En ce qui concerne les moyens :
En l’état de l’instruction, le moyen tiré de l’erreur d’appréciation quant à une menace pour l’ordre public, alors qu’il justifie d’une insertion professionnelle ancienne, est de nature à faire naître un doute sérieux quant à la légalité de la décision attaquée. Il y a lieu, dans les circonstances de l’espèce, d’ordonner la suspension de l’exécution de la décision attaquée portant refus de renouvellement de titre de séjour.
Sur les conclusions à fin d’injonction :
La présente décision implique nécessairement, eu égard à ses motifs, que le préfet du Var, à titre provisoire dans l’attente du jugement au fond de la requête susvisée, réexamine la demande de titre de séjour de M. B…. Il y a lieu de lui fixer à cet effet un délai d’un mois à compter de la date de notification de la présente ordonnance. Dans l’attente, le préfet du Var délivrera à M. B… une autorisation provisoire de séjour ou tout autre document l’autorisant à séjourner provisoirement en France et lui permettant de travailler, dans le délai de quinze jours à compter de la notification de la présente ordonnance.
Sur les conclusions présentées au titre de l’article R. 761-1 du code de justice administrative :
Aux termes de l’article R. 761-1 du code de justice administrative : « Les dépens comprennent les frais d’expertise, d’enquête et de toute autre mesure d’instruction dont les frais ne sont pas à la charge de l’Etat. Sous réserve de dispositions particulières, ils sont mis à la charge de toute partie perdante sauf si les circonstances particulières de l’affaire justifient qu’ils soient mis à la charge d’une autre partie ou partagés entre les parties. L’Etat peut être condamné aux dépens. »

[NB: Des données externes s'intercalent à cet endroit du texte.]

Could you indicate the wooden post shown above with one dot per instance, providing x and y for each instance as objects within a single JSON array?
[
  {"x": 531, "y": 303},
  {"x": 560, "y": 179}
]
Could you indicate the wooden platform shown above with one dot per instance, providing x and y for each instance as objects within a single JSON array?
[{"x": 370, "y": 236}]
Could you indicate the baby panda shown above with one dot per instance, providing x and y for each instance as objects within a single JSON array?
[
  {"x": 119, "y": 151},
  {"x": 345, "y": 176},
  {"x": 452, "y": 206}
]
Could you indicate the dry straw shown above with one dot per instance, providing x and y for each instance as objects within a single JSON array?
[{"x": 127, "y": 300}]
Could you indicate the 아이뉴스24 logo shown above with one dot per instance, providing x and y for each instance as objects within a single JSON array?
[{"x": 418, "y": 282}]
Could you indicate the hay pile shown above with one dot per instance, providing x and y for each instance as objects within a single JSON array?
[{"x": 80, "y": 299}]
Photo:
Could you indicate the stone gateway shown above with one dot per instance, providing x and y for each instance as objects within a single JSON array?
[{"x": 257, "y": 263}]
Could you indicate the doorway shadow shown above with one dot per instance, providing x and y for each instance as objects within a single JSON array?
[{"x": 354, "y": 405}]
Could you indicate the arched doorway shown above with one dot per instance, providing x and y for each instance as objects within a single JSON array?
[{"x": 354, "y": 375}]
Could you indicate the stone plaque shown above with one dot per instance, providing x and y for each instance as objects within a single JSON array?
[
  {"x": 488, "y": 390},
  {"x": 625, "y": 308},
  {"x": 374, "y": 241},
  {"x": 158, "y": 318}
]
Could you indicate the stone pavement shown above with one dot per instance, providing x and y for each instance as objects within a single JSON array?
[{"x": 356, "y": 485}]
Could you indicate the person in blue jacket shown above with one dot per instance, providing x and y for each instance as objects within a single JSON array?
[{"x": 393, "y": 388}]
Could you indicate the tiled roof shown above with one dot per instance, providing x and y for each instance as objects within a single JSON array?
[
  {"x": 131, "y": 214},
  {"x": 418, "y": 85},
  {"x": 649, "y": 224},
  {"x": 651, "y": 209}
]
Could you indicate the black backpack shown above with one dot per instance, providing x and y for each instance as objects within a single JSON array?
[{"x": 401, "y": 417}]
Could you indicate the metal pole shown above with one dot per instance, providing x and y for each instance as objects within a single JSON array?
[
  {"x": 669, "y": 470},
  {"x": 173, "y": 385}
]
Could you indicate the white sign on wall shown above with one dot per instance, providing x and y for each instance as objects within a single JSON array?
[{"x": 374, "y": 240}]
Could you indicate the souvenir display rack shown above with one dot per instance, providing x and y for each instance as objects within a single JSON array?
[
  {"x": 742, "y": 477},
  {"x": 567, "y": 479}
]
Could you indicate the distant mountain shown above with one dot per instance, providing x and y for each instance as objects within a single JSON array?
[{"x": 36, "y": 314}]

Aucun dépens n’ayant été exposés, il n’y a pas lieu de mettre une somme à la charge de l’Etat à ce titre.
O R D O N N E :
Article 1er : L’exécution de l’arrêté du 16 février 2026 est suspendue en tant que le préfet du Var a rejeté la demande de renouvellement du titre de séjour de M. B….
Article 2 : Il est enjoint au préfet du Var de réexaminer la demande de renouvellement de titre de séjour de M. B…, dans un délai d’un mois à compter de la date de notification de la présente ordonnance. Dans l’attente, le préfet du Var délivrera à M. B… une autorisation provisoire de séjour ou tout autre document l’autorisant à séjourner provisoirement en France et lui permettant de travailler, dans le délai de quinze jours à compter de la notification de la présente ordonnance.
Article 3 : Le surplus de la requête est rejeté.
Article 4 : La présente ordonnance sera notifiée à M. A… B… et au préfet du Var.
Fait à Toulon, le 13 mai 2026.
Le vice-président désigné,
Signé
JF. SAUTON
La République mande et ordonne au préfet du Var en ce qui le concerne ou à tous commissaires de justice à ce requis en ce qui concerne les voies de droit commun contre les parties privées, de pourvoir à l’exécution de la présente décision.